Epicéas en monoculture.L’épicéa fournit un bon bois, c’est pour cela qu’il est largement planté dans toute l’Europe en futaie régulière pour la production. En montagne, il est traité en futaie irrégulière (parfois jardinée) ayant pour rôle la production et la protection des milieux (avec d’autres essences), en zone touristique, il est dit que les forêts peuvent servir de recréation pour le paysage, ce qui influence la sylviculture sur plusieurs points.

Bois
Le bois d’épicéa est blanc, il sert en basse qualité surtout au bois d’industrie (pâte à papier, panneaux de fibres, emballage, coffrage), mais si les accroissements sont fins et le bois tendre, de haute qualité, il servira à la charpente, à la menuiserie, au placage, au déroulage, à la fabrication de poteaux et de perches, mais aussi à la lutherie pour les plus beaux bois.

Pharmacopée

Sapin de noël.L’épicéa a des propriétés antiseptiques, balsamiques, expectorantes, sédatives, antiphlogistiques et antibiotiques.

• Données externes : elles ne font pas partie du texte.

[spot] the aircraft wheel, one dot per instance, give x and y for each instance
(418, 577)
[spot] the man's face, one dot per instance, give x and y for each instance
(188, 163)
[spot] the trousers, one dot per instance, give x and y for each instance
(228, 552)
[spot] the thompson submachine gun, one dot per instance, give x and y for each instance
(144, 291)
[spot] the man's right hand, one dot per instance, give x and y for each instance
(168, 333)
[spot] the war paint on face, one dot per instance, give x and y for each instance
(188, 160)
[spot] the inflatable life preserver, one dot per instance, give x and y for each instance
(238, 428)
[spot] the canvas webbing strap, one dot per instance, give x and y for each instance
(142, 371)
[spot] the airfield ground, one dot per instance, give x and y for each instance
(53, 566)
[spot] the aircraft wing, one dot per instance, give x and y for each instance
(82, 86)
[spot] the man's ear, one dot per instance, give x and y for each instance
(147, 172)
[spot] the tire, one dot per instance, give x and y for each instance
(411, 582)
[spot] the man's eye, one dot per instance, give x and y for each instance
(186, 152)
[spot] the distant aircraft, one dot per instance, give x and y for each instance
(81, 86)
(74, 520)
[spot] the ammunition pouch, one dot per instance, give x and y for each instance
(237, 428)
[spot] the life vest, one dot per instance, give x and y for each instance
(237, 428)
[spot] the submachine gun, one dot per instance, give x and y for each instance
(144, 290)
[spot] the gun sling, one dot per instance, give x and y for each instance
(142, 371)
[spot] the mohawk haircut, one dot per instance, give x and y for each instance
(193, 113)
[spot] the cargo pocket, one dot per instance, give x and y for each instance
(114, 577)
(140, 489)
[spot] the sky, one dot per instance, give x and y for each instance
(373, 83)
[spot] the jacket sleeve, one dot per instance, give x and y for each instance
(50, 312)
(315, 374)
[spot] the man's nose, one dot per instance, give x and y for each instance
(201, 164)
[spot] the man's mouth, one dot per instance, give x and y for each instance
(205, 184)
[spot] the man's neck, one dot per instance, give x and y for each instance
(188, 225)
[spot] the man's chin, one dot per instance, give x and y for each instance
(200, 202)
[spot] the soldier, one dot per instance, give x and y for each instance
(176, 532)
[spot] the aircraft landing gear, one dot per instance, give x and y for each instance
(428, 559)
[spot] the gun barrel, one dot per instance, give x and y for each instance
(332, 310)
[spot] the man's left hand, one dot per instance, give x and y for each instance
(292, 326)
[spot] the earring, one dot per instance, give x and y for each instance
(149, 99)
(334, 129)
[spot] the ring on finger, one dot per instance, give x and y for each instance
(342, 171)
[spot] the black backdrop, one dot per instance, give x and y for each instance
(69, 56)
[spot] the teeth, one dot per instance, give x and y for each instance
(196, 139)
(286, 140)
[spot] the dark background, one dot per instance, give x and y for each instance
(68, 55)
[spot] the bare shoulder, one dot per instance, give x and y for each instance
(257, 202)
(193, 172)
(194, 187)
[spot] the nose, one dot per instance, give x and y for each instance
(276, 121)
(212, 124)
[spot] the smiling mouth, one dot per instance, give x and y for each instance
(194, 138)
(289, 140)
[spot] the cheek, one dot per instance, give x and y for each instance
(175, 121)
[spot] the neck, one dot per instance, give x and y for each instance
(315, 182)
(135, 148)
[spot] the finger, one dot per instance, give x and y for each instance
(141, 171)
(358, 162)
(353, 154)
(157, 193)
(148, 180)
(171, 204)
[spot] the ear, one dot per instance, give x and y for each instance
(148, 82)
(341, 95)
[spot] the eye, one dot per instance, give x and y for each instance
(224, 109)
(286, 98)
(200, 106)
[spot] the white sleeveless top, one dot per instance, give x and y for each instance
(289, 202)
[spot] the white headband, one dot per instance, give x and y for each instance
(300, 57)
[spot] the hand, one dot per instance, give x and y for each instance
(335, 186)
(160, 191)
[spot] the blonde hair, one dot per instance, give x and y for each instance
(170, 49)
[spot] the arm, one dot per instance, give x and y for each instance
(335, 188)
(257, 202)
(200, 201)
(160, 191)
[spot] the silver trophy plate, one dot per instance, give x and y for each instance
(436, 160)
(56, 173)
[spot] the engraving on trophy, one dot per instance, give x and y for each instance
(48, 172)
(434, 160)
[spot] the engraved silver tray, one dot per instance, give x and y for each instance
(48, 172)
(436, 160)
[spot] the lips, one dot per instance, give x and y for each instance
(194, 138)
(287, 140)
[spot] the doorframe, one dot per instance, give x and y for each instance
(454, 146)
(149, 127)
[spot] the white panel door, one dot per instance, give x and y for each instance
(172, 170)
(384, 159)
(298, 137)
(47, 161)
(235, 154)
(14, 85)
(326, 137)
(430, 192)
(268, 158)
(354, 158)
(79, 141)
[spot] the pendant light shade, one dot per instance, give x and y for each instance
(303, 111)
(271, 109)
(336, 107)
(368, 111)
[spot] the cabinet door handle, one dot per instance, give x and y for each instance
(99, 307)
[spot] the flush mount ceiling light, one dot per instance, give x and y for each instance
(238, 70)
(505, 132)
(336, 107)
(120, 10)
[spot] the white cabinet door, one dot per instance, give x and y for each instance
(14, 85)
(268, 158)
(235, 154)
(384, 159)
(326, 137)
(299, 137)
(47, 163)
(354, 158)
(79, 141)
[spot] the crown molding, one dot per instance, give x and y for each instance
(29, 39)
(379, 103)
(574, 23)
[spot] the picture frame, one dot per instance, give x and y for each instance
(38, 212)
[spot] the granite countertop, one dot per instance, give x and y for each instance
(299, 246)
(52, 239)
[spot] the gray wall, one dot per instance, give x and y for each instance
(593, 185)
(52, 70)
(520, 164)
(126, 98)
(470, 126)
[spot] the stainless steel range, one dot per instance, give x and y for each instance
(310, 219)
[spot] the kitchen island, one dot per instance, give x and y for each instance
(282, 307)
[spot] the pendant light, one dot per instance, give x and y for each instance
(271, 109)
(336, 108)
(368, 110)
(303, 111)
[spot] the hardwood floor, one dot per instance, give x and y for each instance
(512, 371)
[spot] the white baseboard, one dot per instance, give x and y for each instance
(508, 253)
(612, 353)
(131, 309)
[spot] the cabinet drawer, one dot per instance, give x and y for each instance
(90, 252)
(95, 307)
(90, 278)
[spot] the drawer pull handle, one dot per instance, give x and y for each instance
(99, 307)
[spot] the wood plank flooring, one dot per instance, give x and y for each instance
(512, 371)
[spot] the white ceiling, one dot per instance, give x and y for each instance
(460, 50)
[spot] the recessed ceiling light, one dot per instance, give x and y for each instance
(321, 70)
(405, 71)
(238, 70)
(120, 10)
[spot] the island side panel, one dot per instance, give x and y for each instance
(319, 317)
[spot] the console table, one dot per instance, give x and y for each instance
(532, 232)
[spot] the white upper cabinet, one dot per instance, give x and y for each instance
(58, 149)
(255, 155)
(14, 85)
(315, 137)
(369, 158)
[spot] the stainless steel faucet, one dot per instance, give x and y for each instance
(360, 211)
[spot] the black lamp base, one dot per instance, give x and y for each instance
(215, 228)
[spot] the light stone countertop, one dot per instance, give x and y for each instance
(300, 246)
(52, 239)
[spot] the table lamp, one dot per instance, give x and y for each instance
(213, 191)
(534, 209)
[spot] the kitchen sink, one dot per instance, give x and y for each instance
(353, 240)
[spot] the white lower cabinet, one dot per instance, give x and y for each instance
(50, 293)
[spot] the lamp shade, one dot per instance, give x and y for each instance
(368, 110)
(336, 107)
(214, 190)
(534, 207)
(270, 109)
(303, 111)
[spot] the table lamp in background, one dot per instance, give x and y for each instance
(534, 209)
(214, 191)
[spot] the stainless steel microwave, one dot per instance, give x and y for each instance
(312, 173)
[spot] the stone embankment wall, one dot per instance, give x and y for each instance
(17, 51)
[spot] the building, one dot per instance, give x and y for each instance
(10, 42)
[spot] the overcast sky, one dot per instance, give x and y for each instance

La poix de bourgogne est obtenue par incision du tronc (résine). La distillation de la poix fournit l’essence de térébentine qui sert à la préparation d’onguent topique.

Ornement
L’épicéa commun est souvent utilisé en ornement, les différentes formes naturelles ont été sélectionnées pour former des cultivars, dont les plus fréquents sont ‘cupressina’, ‘inversa’, ‘argentea’, ‘aurea’, ‘cranstonii’, ‘nana’, ‘pyramidalis’… On recense actuellement près de 150 cultivars valides.

Traditions
On utilise traditionnellement l’épicéa commun comme sapin de Noël, pourtant, l’épicéa perd ses aiguilles rapidement, ce qui le désavantage par rapport aux sapins.